En las redes sociales, rápidas para la crueldad, el episodio fue leído como un presagio. "Un caballo blanco se retobó y tiró al granadero a la mierda antes de que Milei toque el sable", festejaron los usuarios, mientras el video se replicaba como el símbolo de un acto que, pese a la solemnidad pretendida, bordeó el paso de comedia.
Las cuentas no dan
Si el incidente con el caballo generó burlas, el discurso presidencial provocó indignación en los profesores de historia. En pleno éxtasis oratorio, Milei habló del "aniversario número 123" del Combate de San Lorenzo.
El problema es aritmético: la batalla ocurrió el 3 de febrero de 1813. Si estamos en 2026, pasaron 213 años. El Presidente le "robó" 90 años a la historia nacional de un plumazo. "Burro irrecuperable, devolvé el sable y la banda", fue una de las críticas más suaves que se leyeron en X (ex Twitter), donde le recordaron que Argentina tiene más de dos siglos de vida, no uno y monedas.
La "reparación" de Onganía
Más allá de los accidentes, el trasfondo político del traslado del sable abrió una grieta institucional. Milei defendió la movida asegurando que "no es un objeto histórico más ni una pieza de exhibición", sino un símbolo que debe estar con los militares. "Hoy consagramos el retorno del sable corvo al Regimiento", disparó, vendiéndolo como un acto de justicia.

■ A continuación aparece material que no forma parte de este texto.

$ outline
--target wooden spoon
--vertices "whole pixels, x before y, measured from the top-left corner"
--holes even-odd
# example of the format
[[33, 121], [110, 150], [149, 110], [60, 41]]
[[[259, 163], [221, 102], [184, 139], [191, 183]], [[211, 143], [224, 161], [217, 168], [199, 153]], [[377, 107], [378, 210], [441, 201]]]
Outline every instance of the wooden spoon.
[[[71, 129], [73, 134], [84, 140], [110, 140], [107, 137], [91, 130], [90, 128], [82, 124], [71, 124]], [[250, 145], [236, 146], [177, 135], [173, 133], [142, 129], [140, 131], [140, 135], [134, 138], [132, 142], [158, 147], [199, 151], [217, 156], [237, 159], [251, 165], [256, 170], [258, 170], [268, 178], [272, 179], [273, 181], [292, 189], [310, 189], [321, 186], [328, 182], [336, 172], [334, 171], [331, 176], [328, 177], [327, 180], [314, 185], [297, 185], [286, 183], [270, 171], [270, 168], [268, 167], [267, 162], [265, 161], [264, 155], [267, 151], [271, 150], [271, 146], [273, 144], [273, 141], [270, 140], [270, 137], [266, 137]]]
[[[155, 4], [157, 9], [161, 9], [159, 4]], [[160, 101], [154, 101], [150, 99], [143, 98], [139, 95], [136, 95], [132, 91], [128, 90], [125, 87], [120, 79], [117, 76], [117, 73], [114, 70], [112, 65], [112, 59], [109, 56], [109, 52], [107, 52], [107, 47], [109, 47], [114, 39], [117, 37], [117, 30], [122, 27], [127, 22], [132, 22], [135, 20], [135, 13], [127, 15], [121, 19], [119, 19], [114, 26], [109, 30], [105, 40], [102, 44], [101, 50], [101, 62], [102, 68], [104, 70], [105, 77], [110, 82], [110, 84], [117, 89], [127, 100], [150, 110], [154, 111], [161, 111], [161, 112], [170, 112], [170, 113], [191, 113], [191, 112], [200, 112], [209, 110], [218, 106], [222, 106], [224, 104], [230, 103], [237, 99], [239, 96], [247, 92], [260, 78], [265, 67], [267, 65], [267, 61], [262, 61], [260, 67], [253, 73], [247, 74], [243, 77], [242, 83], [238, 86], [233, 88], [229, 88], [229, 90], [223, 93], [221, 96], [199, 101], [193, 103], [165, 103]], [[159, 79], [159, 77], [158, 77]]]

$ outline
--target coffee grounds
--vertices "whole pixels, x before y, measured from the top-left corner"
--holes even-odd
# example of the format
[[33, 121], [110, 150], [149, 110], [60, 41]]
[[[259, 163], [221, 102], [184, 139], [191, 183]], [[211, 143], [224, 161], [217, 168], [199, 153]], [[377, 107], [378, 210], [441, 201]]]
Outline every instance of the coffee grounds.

Sin embargo, los archivos cuentan otra historia. El sable fue donado por Manuela Rosas en 1897 al Museo Histórico Nacional para su custodia. Allí estuvo 66 años hasta que el dictador Juan Carlos Onganía se lo entregó a los Granaderos. Años más tarde, el kirchnerismo lo restituyó al museo para cumplir con la voluntad de la familia y garantizar su conservación.
La lectura opositora fue lapidaria: "Tuvo que echar a dos directores del Museo Histórico Nacional para cumplir su berrinche", señalaron desde la cuenta Arrepentidos de Milei. Para el periodismo y la academia, el gesto de Milei no repara la historia, sino que "restablece el orden del dictador Onganía".
El símbolo en disputa
Desde el escenario, y ajeno a las críticas por la conservación del acero o la seguridad del patrimonio, Milei cerró con su clásico "Viva la Patria", convencido de que su tarea es "poner las cosas en su lugar".
Para una parte del país, ese lugar es el Regimiento. Para la otra, el sable corvo se convirtió en el último rehén de una gestión que, entre caballos desbocados y fechas erróneas, intenta reescribir la historia a su imagen y semejanza.